De súbito, me peguei conversando com 'meu anjo-pai' e com Deus ...Eu estava com as cartinhas de 'feliz aniversário' dos anos anteriores nas mãos e pedia que nos ajudassem a não sofrer mais...que aquela imensa dor diminuísse. Que algo fosse feito para amenizar a tão forte dor da perda.
Em abril, comecei a engordar absurdamente ( eu havia emagrecido quase dez quilos em meio ao sofrimento do ano anterior.)
Estava me sentindo estranha. Meus seios começaram a ficar escuros e pesados e eu sentia uma dor de cabeça constante.
Não queria acreditar que, depois de ter passado por tanto sofrimento, eu também ficaria doente e poderia causar mais preocupação e dor à minha família.

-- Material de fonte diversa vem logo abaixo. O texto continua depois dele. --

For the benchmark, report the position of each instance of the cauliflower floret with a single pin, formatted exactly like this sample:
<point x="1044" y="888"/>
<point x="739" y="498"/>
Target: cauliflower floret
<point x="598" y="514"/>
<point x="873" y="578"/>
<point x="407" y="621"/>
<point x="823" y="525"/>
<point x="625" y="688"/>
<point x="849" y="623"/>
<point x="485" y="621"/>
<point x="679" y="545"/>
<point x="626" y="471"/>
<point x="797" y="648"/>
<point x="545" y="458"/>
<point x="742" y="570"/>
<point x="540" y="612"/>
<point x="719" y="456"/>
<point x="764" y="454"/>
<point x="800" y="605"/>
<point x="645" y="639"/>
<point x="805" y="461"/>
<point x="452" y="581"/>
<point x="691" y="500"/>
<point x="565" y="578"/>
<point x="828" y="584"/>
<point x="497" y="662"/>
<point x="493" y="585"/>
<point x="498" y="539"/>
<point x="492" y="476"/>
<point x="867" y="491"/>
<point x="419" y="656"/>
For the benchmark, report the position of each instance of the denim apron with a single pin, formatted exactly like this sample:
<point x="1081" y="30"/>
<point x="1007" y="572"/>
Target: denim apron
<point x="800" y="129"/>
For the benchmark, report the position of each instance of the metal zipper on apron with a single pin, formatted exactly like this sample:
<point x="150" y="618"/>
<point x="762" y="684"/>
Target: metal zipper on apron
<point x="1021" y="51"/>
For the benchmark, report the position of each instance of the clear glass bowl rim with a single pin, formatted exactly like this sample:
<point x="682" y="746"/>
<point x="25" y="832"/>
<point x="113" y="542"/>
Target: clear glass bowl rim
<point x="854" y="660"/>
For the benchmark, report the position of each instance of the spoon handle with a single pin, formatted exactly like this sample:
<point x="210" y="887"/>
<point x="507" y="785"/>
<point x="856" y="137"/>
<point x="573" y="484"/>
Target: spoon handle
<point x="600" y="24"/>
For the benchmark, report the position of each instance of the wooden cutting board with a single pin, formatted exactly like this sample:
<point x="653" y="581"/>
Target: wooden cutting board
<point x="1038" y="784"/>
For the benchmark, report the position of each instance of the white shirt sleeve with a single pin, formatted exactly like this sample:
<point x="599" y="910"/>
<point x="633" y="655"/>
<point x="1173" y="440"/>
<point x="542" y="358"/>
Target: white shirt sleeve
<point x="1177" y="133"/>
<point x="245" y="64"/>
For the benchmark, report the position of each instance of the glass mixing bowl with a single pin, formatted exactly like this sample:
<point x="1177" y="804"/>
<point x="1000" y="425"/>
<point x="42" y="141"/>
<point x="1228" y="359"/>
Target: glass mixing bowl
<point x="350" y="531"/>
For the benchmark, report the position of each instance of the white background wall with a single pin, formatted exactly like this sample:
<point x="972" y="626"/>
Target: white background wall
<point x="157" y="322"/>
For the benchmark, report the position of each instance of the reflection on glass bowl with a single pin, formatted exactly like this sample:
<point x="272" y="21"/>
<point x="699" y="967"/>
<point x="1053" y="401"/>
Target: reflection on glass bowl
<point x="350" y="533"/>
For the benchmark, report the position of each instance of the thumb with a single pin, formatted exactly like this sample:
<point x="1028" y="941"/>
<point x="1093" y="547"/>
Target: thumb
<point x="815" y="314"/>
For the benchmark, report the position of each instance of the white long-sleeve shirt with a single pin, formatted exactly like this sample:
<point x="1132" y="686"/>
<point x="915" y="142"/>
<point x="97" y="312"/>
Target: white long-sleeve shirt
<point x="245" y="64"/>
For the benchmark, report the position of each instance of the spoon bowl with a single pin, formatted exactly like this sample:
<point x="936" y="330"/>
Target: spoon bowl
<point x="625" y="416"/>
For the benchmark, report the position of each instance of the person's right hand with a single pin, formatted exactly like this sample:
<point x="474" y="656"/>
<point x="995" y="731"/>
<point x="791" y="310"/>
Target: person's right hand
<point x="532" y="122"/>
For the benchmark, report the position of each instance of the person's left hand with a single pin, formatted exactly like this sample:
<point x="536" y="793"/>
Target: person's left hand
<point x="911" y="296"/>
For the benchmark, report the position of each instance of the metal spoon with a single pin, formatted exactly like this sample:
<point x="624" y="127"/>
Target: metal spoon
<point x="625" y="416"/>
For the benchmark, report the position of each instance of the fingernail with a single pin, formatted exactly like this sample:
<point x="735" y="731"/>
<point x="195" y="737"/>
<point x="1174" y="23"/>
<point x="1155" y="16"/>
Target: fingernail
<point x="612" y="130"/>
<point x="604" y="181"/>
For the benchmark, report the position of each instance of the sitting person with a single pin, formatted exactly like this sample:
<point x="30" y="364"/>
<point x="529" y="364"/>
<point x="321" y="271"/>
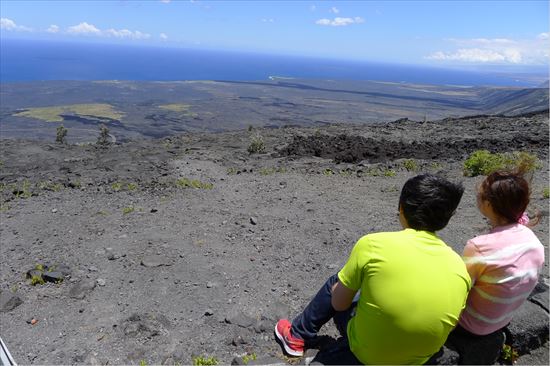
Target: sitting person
<point x="504" y="267"/>
<point x="409" y="285"/>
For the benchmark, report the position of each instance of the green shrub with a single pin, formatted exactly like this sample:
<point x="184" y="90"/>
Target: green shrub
<point x="249" y="357"/>
<point x="257" y="145"/>
<point x="389" y="172"/>
<point x="482" y="162"/>
<point x="116" y="186"/>
<point x="204" y="361"/>
<point x="103" y="138"/>
<point x="411" y="165"/>
<point x="509" y="354"/>
<point x="61" y="135"/>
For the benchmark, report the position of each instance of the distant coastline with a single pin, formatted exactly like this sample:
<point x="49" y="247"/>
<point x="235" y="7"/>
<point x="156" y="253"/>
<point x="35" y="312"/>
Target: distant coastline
<point x="24" y="61"/>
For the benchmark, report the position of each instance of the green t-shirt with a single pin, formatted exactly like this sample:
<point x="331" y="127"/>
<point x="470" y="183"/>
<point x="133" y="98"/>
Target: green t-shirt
<point x="413" y="288"/>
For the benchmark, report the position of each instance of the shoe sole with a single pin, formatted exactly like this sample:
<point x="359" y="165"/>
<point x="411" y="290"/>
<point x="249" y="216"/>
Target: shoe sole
<point x="288" y="350"/>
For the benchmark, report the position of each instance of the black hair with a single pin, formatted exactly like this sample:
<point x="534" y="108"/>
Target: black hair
<point x="429" y="201"/>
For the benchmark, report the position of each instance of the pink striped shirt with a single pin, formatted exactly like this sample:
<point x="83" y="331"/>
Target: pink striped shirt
<point x="504" y="266"/>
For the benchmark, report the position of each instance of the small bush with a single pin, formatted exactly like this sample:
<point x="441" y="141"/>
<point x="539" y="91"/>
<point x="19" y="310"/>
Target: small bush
<point x="509" y="354"/>
<point x="37" y="280"/>
<point x="61" y="135"/>
<point x="116" y="186"/>
<point x="103" y="138"/>
<point x="483" y="162"/>
<point x="257" y="145"/>
<point x="411" y="165"/>
<point x="389" y="172"/>
<point x="204" y="361"/>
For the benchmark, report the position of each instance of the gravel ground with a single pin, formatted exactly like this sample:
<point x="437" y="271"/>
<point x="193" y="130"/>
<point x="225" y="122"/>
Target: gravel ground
<point x="160" y="273"/>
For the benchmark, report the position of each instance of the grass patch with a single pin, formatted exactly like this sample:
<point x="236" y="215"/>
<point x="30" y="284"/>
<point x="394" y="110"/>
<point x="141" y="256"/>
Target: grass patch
<point x="53" y="114"/>
<point x="257" y="145"/>
<point x="193" y="183"/>
<point x="411" y="165"/>
<point x="179" y="108"/>
<point x="204" y="361"/>
<point x="483" y="162"/>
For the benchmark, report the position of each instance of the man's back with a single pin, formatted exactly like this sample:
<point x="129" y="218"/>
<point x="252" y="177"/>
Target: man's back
<point x="413" y="288"/>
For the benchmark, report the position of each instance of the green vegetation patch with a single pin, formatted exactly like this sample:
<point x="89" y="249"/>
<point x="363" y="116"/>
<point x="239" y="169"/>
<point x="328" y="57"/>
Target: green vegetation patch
<point x="179" y="108"/>
<point x="205" y="361"/>
<point x="483" y="162"/>
<point x="53" y="114"/>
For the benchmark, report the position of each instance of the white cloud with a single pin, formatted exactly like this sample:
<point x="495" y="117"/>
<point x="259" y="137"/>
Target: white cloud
<point x="52" y="29"/>
<point x="339" y="22"/>
<point x="9" y="25"/>
<point x="84" y="28"/>
<point x="496" y="50"/>
<point x="125" y="33"/>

Até que no dia previsto para minha mestruação descer, não aconteceu... e mais apreensiva eu fui ficando.
Achei que tivesse muito doente, talvez tão anêmica, que nem sangue eu tinha mais.
Isso foi me apavorando. Será que eu acompanharia meu pai logo no ano seguinte? Mas que tristeza para minha família, meu Deus...

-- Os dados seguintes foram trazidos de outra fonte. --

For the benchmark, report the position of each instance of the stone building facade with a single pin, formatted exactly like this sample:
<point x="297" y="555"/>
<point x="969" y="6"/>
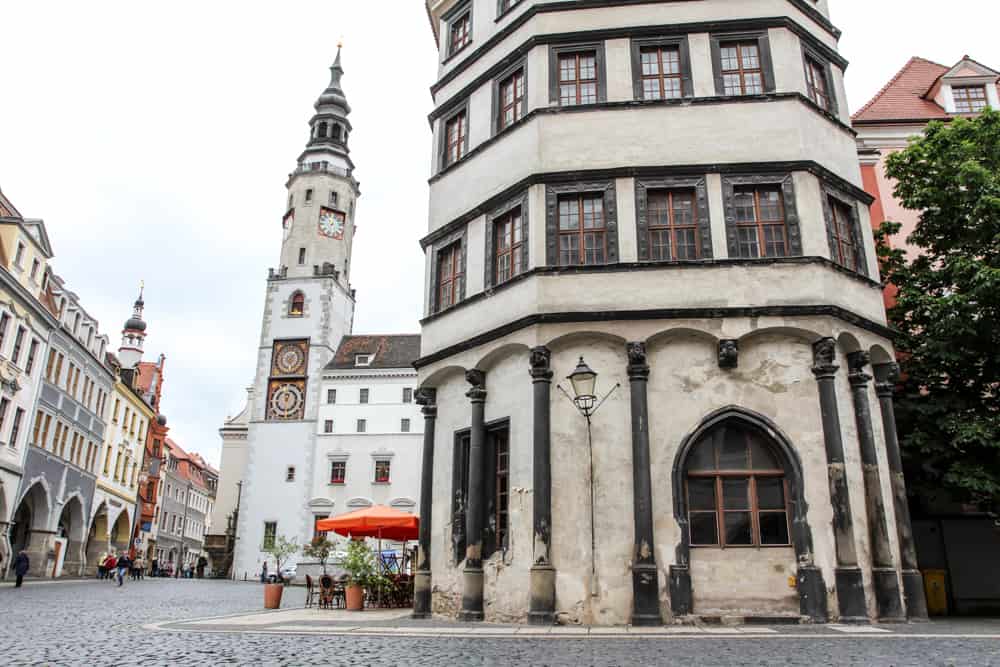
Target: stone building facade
<point x="668" y="191"/>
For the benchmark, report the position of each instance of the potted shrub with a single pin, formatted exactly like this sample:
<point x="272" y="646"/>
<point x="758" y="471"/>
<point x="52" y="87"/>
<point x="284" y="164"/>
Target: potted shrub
<point x="280" y="550"/>
<point x="359" y="564"/>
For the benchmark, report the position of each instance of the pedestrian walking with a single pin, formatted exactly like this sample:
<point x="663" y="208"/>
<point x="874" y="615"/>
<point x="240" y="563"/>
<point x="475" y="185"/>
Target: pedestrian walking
<point x="21" y="566"/>
<point x="123" y="565"/>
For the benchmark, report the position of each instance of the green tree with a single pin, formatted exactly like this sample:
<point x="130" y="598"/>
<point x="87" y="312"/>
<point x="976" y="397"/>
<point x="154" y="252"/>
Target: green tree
<point x="948" y="309"/>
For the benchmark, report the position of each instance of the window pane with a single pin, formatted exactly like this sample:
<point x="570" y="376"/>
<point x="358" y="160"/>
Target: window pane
<point x="736" y="494"/>
<point x="773" y="528"/>
<point x="771" y="493"/>
<point x="701" y="493"/>
<point x="703" y="529"/>
<point x="738" y="528"/>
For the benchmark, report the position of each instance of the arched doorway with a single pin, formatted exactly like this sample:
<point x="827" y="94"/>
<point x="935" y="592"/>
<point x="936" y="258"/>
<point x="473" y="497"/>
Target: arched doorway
<point x="746" y="547"/>
<point x="30" y="528"/>
<point x="70" y="528"/>
<point x="97" y="540"/>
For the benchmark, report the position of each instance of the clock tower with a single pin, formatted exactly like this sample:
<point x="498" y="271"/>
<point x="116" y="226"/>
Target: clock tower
<point x="308" y="309"/>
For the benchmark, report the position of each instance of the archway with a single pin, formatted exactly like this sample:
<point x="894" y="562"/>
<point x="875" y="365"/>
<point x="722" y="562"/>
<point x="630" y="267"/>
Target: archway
<point x="97" y="540"/>
<point x="739" y="501"/>
<point x="71" y="528"/>
<point x="30" y="528"/>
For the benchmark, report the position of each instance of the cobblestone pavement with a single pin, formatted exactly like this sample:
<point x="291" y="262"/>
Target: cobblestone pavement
<point x="94" y="623"/>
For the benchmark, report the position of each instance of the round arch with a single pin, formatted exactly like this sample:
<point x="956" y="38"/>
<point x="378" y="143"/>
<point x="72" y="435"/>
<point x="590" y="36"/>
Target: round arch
<point x="810" y="586"/>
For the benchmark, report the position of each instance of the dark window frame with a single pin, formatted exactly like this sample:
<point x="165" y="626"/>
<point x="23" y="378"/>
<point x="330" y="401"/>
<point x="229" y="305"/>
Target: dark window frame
<point x="443" y="145"/>
<point x="555" y="51"/>
<point x="552" y="196"/>
<point x="785" y="183"/>
<point x="458" y="12"/>
<point x="763" y="51"/>
<point x="704" y="224"/>
<point x="851" y="205"/>
<point x="460" y="236"/>
<point x="520" y="201"/>
<point x="681" y="43"/>
<point x="497" y="108"/>
<point x="825" y="66"/>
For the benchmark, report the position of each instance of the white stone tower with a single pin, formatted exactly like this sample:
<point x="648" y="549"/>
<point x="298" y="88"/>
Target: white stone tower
<point x="133" y="336"/>
<point x="308" y="308"/>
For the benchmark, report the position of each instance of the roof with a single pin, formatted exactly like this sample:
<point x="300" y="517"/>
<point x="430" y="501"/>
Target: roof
<point x="907" y="95"/>
<point x="391" y="351"/>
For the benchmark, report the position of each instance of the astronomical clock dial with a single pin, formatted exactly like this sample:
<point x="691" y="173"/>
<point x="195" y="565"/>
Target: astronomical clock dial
<point x="287" y="400"/>
<point x="289" y="358"/>
<point x="332" y="223"/>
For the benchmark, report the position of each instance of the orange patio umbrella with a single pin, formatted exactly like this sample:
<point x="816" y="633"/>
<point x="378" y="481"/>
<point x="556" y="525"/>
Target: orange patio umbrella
<point x="375" y="521"/>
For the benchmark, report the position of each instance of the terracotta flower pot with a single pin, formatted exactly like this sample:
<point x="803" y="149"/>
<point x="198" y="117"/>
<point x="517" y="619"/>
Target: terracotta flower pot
<point x="355" y="597"/>
<point x="272" y="595"/>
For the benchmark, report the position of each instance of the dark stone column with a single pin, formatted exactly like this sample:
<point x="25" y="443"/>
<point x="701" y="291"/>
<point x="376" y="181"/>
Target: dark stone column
<point x="543" y="575"/>
<point x="913" y="583"/>
<point x="884" y="578"/>
<point x="472" y="576"/>
<point x="422" y="604"/>
<point x="850" y="586"/>
<point x="645" y="582"/>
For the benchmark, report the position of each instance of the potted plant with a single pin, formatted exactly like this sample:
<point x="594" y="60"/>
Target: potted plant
<point x="359" y="564"/>
<point x="280" y="550"/>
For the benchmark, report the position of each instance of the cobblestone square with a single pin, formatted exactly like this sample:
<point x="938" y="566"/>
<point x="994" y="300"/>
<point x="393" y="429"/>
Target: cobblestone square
<point x="192" y="622"/>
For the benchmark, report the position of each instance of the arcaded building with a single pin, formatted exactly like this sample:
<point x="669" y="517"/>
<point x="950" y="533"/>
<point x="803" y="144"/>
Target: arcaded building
<point x="666" y="193"/>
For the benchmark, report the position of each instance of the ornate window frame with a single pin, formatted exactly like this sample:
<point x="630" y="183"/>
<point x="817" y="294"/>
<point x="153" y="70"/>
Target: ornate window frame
<point x="521" y="201"/>
<point x="697" y="183"/>
<point x="787" y="185"/>
<point x="459" y="236"/>
<point x="552" y="193"/>
<point x="556" y="50"/>
<point x="679" y="41"/>
<point x="860" y="257"/>
<point x="764" y="50"/>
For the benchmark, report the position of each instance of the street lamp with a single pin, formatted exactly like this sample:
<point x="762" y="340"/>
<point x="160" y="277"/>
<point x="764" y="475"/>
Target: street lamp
<point x="583" y="380"/>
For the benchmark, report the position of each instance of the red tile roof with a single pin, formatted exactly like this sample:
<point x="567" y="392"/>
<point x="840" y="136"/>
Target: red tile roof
<point x="902" y="98"/>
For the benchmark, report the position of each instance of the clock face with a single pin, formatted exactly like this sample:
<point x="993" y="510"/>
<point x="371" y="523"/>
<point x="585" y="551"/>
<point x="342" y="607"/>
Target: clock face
<point x="331" y="223"/>
<point x="286" y="401"/>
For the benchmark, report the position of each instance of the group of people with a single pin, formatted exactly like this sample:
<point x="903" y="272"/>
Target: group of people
<point x="114" y="568"/>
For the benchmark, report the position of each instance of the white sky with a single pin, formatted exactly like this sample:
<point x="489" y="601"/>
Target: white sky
<point x="154" y="139"/>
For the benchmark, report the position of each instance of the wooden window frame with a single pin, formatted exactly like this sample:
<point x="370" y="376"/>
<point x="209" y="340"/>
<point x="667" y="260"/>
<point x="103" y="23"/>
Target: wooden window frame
<point x="661" y="43"/>
<point x="968" y="100"/>
<point x="600" y="71"/>
<point x="832" y="198"/>
<point x="697" y="184"/>
<point x="785" y="184"/>
<point x="764" y="56"/>
<point x="553" y="195"/>
<point x="460" y="13"/>
<point x="460" y="111"/>
<point x="499" y="108"/>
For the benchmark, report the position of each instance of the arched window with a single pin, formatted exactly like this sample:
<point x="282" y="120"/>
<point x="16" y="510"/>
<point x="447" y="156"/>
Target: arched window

Meu marido estava bem preocupado...
Resolvi ir à emergência do Hospital Nossa Senhora do Carmo. Fui sem falar nada a ninguém, nem mesmo ao meu marido.
Fui atendida, conversei com a médica, falei que estava muito estressada, falei sobre os problemas pelos quais tínhamos passado e que eu estava com muito medo de estar doente.
A drª. fez algumas perguntas, passou alguns exames e um exame de sangue em especial...O 'beta hcg' -
Nem perguntem a minha reação, né?
Fiquei revoltada!
Aqueleeee assuntoooo do qual eu não queria mais falar, que estava guardado há um tempo, estava voltando e ainda querendo dar esperanças??? Fiquei 'p' da vida!
Fui ao laboratório e fiz o exame.
Quando meu marido chegou do trabalho, disse a ele o que havia se passado e ele não parecia tão empolgado...Estava com medo de ter expectativa em vão. Estava preocupado.
Ele não queria, assim como eu, ficar mais uma vez, depois de tanto tempo, frustrado.
No dia seguinte, eu já não me aguentava de curiosidade, embora não quisesse me frustrar ou demonstrar esperança ao meu marido. Toda a ansiedade, que estava adormecida, tinha voltado. Fora o medo de estar muito doente...Minha cabeça estava latejando.
Liguei para o laboratório e o biólogo não tinha assinado o exame. Me deu uma raiva!! Tentei que a atendente me dissesse o resultado, mesmo sem a assinatura do infeliz, mas ela se recusou. Disse que eu teria de esperar até o dia seguinte...."Ah...tão simples...tá bom....", pensei.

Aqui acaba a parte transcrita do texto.